Like other movies in the Marvel Cinematic Universe, Guardians borrows the worlds, characters, and technology of Marvel’s comic book collection. Unlike many of them, however, Guardians is interested in the extraterrestrial. The results are some spectacular environments, characters, and alien technology, brought to life by cinematographer Ben Davis (Kick-Ass) and makeup designer David White (Thor: The Dark World, Troy). From the rusty, industrial prison known as the Kyln to the cloudy, rocky, and lifeless basins of the planet Morag, Guardians paints a visually provocative picture of life on the other side of the galaxy (think Star Wars meets Heavy Metal).

The unlikely heroes of Guardians of the Galaxy

Inhabiting these alien worlds and environments are the true stars of Guardians of the Galaxy, the motley crew of anti-heroes charged with protecting the galaxy. In addition to Quill (Chris Pratt), there’s Gamora (Zoe Saldana), an assassin with a mysterious past; Drax (Dave Bautista), a muscle man tortured by the death of his wife and child; and, the dynamic duo of the ensemble, Rocket, an anthropomorphic raccoon, and Groot, a sentient tree creature.
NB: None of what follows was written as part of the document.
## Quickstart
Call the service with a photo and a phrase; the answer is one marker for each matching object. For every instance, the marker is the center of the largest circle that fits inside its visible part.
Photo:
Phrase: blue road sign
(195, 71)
Rocket, voiced by Bradley Cooper, and Groot, voiced by Vin Diesel, bring a healthy amount of energy and emotion to the movie. Their Han Solo-Chewbacca relationship provides some of the biggest laughs and saddest moments of the movie.
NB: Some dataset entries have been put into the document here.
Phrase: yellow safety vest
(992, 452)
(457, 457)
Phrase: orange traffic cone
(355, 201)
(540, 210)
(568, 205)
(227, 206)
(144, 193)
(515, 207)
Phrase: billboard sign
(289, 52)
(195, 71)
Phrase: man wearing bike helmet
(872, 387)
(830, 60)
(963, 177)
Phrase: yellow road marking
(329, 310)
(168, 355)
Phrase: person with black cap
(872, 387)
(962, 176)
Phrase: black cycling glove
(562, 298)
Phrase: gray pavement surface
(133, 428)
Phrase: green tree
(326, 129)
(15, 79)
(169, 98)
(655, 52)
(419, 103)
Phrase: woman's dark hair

The breakout star of Guardians, however, has to be Pratt, whose muscular, wise-cracking, womanizing Quill is a far cry from the doughy slacker Pratt portrays on the TV show Parks and Recreation. His character, greedy for profit but willing to risk his life for a treasured keepsake, is the anchor that a space opera like Guardians needs. Without him, and director James Gunn’s ironic and knowing screenplay, the movie could easily have become a leaden, self-serious mess. Fortunately, for viewers, the exact opposite is true. Guardians is a breezy, wacky ride full of accidental heroes and fantastic alien worlds that embraces the heritage of Saturday morning serials and pulp fiction. It’s a B-movie with a AAA budget, and it’s all the better for it.